How Minnesotan Is It, or: What Comes After Data
10.08.15
As of last Saturday, on August 8, 2015, the Minnesota Twins had a 55-54 record for a .505 winning percentage, putting them in second place in the AL Central. This info’s of note or not to you depending on one of several factors, probably chief among which is if you even care about baseball at all (which you should, and not for any national pastime thing, but because baseball is still among the most useful and satisfying metrics to measure time’s passage, at least from the start of April till October [1]). However, even if you don’t care that much about baseball, the Minnesota Twins having a winning record at present is of note because of how unlikely such a scenario was in March, at which point most analysts picked my (full discloser: deeply beloved) MN Twins to cellar not just their division but all of baseball (in fact, a piece I started on the Twins before season’s start began “There’s literally no chance the Minnesota Twins will be playing in the post-season this year, again”). Their reasons for such presumption relied on faultless, beautiful logic: by all standard, useful metrics the Twins entered the 2015 season woefully inadequate, many details of which are usefully explicated here, but the summary simply goes: they sucked donkey balls. Starting pitching was gonna be maybe-okay till they lost Ervin Santana on a drug-suspension 80-game bit; the bullpen [2] was gonna be bad; the offense would maybe be okay if players continued to play about/above their historic norms, and the defense was gonna be live-sans-anaesthetic-surgery pleasant.

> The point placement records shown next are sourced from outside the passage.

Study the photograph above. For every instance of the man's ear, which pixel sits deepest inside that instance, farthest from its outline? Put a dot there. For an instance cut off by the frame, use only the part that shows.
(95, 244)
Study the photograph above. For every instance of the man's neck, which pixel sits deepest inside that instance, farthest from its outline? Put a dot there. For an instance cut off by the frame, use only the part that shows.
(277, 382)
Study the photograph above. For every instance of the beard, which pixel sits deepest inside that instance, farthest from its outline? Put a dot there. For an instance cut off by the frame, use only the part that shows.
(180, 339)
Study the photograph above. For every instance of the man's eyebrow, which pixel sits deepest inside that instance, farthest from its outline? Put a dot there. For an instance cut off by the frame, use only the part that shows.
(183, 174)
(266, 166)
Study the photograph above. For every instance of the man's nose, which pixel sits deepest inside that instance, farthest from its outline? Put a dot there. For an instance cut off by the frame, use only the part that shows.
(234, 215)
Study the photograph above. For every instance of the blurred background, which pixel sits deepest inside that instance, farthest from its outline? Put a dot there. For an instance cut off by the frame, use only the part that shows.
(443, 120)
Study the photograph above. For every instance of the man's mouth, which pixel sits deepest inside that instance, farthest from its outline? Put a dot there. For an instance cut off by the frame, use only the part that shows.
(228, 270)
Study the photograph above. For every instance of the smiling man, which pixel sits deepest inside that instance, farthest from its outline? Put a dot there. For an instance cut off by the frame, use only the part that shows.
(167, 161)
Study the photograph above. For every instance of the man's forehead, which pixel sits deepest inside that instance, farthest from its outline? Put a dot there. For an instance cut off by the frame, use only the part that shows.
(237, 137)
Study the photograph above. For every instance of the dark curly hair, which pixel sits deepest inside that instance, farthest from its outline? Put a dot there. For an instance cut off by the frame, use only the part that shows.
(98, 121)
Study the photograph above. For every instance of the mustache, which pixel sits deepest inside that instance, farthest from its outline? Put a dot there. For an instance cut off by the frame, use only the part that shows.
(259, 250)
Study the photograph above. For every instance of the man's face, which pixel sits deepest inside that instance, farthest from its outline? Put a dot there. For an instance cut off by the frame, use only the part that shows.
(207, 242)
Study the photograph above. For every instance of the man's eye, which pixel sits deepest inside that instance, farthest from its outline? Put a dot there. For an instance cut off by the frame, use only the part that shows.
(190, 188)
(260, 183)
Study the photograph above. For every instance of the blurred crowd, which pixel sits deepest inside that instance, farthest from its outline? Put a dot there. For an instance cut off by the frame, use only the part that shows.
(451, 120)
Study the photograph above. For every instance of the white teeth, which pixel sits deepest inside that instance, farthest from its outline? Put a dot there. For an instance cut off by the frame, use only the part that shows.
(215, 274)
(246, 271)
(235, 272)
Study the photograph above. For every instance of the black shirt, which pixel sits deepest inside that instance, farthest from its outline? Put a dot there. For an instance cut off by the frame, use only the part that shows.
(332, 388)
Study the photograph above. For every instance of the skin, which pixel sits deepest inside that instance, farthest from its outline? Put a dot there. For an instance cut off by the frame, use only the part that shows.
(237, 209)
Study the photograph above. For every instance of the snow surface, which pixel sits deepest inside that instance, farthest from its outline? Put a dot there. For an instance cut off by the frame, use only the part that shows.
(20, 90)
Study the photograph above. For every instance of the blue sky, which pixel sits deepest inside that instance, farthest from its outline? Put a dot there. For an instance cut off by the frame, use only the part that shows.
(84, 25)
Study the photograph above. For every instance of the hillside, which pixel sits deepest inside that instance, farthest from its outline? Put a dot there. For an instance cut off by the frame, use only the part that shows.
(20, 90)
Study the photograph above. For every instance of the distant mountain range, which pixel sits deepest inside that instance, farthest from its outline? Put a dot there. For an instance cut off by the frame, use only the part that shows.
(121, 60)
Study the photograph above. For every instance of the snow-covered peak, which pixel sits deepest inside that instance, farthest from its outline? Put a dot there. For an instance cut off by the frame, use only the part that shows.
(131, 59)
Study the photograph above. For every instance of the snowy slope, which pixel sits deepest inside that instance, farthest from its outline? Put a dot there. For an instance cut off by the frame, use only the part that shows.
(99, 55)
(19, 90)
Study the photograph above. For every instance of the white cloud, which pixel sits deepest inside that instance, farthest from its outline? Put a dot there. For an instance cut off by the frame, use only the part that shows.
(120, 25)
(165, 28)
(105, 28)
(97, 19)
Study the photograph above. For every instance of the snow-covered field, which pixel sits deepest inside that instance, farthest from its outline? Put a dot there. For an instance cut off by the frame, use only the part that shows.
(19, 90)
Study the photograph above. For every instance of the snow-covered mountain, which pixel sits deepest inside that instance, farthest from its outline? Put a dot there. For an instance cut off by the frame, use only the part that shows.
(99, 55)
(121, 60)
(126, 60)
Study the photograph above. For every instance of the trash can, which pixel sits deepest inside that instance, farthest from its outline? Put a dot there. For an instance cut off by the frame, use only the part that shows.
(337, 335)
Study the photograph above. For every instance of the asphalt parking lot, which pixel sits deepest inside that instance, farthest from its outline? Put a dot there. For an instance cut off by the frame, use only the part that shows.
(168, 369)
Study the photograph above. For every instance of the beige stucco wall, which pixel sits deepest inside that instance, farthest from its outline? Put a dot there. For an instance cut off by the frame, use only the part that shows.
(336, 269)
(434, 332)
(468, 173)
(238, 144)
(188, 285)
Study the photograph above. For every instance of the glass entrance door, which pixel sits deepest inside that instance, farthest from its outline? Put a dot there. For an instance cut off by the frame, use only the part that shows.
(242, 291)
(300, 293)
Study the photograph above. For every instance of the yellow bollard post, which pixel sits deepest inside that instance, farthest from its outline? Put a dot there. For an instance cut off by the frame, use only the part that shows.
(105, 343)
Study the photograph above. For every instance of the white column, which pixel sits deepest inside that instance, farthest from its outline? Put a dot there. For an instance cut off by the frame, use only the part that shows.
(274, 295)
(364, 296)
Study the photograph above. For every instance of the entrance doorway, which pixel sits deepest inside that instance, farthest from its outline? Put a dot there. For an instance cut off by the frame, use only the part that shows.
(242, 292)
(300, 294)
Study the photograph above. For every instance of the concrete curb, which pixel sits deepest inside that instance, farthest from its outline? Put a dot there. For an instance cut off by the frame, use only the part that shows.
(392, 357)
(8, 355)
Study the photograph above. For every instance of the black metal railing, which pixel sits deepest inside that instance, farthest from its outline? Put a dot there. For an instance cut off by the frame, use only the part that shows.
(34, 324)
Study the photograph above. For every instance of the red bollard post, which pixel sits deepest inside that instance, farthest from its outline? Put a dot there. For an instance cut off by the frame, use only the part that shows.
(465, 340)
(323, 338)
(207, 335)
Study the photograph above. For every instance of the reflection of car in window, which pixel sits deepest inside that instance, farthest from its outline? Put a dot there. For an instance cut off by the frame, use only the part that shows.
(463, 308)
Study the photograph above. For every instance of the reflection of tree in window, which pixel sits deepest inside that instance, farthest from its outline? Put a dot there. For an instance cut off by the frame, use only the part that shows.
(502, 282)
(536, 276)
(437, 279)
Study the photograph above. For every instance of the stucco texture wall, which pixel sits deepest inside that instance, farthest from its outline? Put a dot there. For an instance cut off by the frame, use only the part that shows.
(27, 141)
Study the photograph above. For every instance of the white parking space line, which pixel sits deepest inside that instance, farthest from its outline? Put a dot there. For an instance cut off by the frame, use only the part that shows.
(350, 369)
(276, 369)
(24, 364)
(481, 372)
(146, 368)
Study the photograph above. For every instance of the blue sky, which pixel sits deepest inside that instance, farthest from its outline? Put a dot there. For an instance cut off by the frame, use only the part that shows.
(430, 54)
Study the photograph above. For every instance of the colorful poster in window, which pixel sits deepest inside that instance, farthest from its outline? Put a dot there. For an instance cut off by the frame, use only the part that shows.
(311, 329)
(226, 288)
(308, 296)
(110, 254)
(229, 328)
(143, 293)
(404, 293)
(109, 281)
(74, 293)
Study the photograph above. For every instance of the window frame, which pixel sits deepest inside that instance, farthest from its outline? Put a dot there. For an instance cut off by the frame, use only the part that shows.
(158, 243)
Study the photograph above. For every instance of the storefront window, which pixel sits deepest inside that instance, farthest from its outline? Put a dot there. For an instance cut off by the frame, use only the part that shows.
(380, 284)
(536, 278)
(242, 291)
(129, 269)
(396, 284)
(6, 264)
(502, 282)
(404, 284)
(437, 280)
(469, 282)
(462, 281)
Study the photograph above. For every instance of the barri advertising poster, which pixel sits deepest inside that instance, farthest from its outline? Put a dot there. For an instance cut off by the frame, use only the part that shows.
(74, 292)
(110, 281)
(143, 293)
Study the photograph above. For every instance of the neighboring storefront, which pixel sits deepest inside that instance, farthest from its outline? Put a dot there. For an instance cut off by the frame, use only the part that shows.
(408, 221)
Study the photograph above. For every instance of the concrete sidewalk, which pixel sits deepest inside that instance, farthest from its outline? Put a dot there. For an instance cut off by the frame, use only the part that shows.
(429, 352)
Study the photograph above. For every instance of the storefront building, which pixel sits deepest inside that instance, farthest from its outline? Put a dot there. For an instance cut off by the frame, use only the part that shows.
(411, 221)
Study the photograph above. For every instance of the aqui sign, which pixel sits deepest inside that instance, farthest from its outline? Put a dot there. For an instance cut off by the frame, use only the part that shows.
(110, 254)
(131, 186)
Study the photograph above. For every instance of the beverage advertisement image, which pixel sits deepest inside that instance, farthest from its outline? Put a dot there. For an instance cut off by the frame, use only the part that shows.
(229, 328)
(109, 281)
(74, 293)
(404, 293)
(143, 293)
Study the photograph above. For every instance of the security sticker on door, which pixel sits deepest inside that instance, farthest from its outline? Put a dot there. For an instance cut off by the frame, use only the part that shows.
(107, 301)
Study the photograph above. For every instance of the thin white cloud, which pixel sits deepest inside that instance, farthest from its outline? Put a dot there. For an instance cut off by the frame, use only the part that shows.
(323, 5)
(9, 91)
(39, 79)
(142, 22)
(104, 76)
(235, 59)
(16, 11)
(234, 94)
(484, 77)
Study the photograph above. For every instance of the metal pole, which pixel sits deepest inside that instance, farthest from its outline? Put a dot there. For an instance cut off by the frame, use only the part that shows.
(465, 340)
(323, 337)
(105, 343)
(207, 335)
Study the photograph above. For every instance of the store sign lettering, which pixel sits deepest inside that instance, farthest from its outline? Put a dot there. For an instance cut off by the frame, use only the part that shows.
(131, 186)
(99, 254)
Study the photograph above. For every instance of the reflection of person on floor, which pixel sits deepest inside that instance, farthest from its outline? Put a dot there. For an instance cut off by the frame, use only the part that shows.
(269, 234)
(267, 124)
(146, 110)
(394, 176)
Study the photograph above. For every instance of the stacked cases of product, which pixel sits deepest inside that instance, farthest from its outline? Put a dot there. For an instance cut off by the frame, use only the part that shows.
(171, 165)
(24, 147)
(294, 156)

Regardless of one’s awareness of or interest in baseball we’re all at least alive enough to note that data plays an increasingly large role in day-to-day life, and baseball actually might be the realm in which we first discover what comes after data’s rule. That’s not at all to say that data’s fallible (it ultimately cannot be), but that—to state the romantic obvious—we as measurers may not have yet worked out every last factor requiring measurement on the field (any field). Slower, for those unversed: in Moneyball, Michael Lewis recounts the early ‘00s Oakland Athletics and how the front office began using Bill James’ Sabermetric methods (methods developed in the 70s) for player evaluation in place of the old, romantic, hugely subjective measurements that’d till then obtained (representative metric, no joke: scouts once evaluated players on ‘confidence,’ which isn’t egregiously terrible until you begin—as these scouts did—to consider that maybe the player’s confidence might take a hit if he’s ugly enough to not be able to keep a girlfriend, meaning some scouts actually ranked players lower because they were—the players—to them too ugly to get girlfriends, which lack’d deleteriously affect, of course, on-field playing through declining confidence). This shift-in-metrics has basically worked entirely through professional baseball, with some teams (Bill James literally works for the Red Sox) utilizing it more than others (my beloved Twins seem almost allergic to lots of any but the most obvious applications of Sabermetrics).
Even if you know and care nothing about any of that, it takes no effort to note that Sabermetrics establishes pretty rigid Germanic notions of Efficiency and Utility to the sport [3], and the argument against Sabermetrics—for lots of reasons—has been made elsewhere and will annually continue to be made. I actually like Sabermetrics a lot, and find it useful, and find fighting it far less interesting and fun than thinking about or attempting to tease out where Sabermetrics runs out, since literally *any* system has, at its edges, things it can’t perfectly understand/explain/account for (theoretical physics being a real fun example). Plus there’s just the simple fact that every encounter—from forgettably banal to profoundly profound—features tiny discrete elements so impossible to quantize as to make the exercise feel grotesque (think for just a minute about the song you’d get if you were to have to, through analytics, quantize the best aspect of all your favorite songs; more disturbingly, think of the image of the being you’d end up with were you to be required to evaluatively quantify all the discrete data points that have something to do with why or how you love/appreciate/honor your partner). This isn’t to say baseball specifically or sports in general constitute ‘profound experiences’ (though for lots of us, they do), but it’s very much to say that we’re at a strange historic moment in which our reliance upon and love of data-crunching may have, in baseball, found its limit.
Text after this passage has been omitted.